Würden wir auseinander leben? Aber sie sagt, nee, will ich nicht. Möchte ich nicht. Entweder sind wir wirklich zusammen oder ich mach was anderes.
Aber das geht nicht. Die ist so entschlossen und das findet er ja auch so gut an mir. Kann ich auch verstehen.
Das macht er auch attraktiv auf jeden Fall. Total. Und dann finde ich auch noch interessant zu Hause zu sehen.
Schaut mal zu Hause, inwieweit euer Partner euch einbringt. Also sich einbringt. Lebt ihr nur alleine in dieser Beziehung? Also vielleicht, wenn ihr das Gefühl habt, es passt nicht mehr oder es gibt halt so eine Diskrepanz zwischen euch beiden, vielleicht kann es dann auch wirklich sein, wie bei unserem Paar, dass der eine einfach zwar da ist, körperlich und auch emotional, aber eben nicht so diesen Schwung reinbringt in die Partnerschaft.
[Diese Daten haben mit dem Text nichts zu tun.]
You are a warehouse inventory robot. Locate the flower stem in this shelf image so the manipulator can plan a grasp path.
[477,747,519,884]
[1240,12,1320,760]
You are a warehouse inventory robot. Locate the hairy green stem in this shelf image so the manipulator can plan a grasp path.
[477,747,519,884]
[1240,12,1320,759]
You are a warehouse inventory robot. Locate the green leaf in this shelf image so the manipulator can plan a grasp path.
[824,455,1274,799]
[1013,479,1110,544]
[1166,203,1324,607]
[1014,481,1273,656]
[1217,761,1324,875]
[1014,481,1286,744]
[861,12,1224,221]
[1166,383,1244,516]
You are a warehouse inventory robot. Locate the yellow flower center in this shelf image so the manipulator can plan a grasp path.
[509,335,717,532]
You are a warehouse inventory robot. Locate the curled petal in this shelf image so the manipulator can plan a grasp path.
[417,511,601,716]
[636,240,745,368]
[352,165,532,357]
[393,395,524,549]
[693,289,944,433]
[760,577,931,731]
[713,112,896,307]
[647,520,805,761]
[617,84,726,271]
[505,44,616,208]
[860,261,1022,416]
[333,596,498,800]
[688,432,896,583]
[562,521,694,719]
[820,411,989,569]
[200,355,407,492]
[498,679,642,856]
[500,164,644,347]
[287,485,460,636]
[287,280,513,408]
Also nicht so dieses, ich möchte, ich möchte dich und ich möchte mit dir gemeinsam das erleben oder das aufbauen. Das merkt man ja. Wir haben ja dieses Modell, das Modell von ich und du.
Und dann quasi werden diese beiden, wenn man es sich als Kreise vorstellt, werden zusammengeschoben und dann entsteht in der Mitte sozusagen diese Schnittmenge wir. Also dieses Symbiotische. Und ich habe ja die Idee, dass es halt wirklich so etwas gibt, wie ein ich-und-du-Wesen, also ich und du, und aber auch ein wir-Wesen.
Und wenn man das jetzt so grafisch darstellen würde, würde man sagen, es gibt ein ich-Wesen, Luise, dann gibt es ein wir-Wesen, Alexander und Luise, aber es gibt keinen Alexander, der ist nicht wirklich richtig da. Der ist blass, der ist so wie ausgegraut. Und sie fragt, was ist los? Wo bist du? Warum mache ich das hier alles alleine? Und das ist, glaube ich, wenn man das so abstrakt sieht, da kann man wirklich hingehen, und das findet man in extrem vielen Partnerschaften.
Manchmal auch in bestimmten Bereichen nur. Und dann sagt zum Beispiel sexuell, kümmere nur ich mich drum. Oder Freunde mache nur ich.
Oder Hobbys mache nur ich. Geld mache nur ich. Also wo es bestimmte Sachen gibt, wo einer das alleine tut, und es gibt extrem viele Partnerschaften.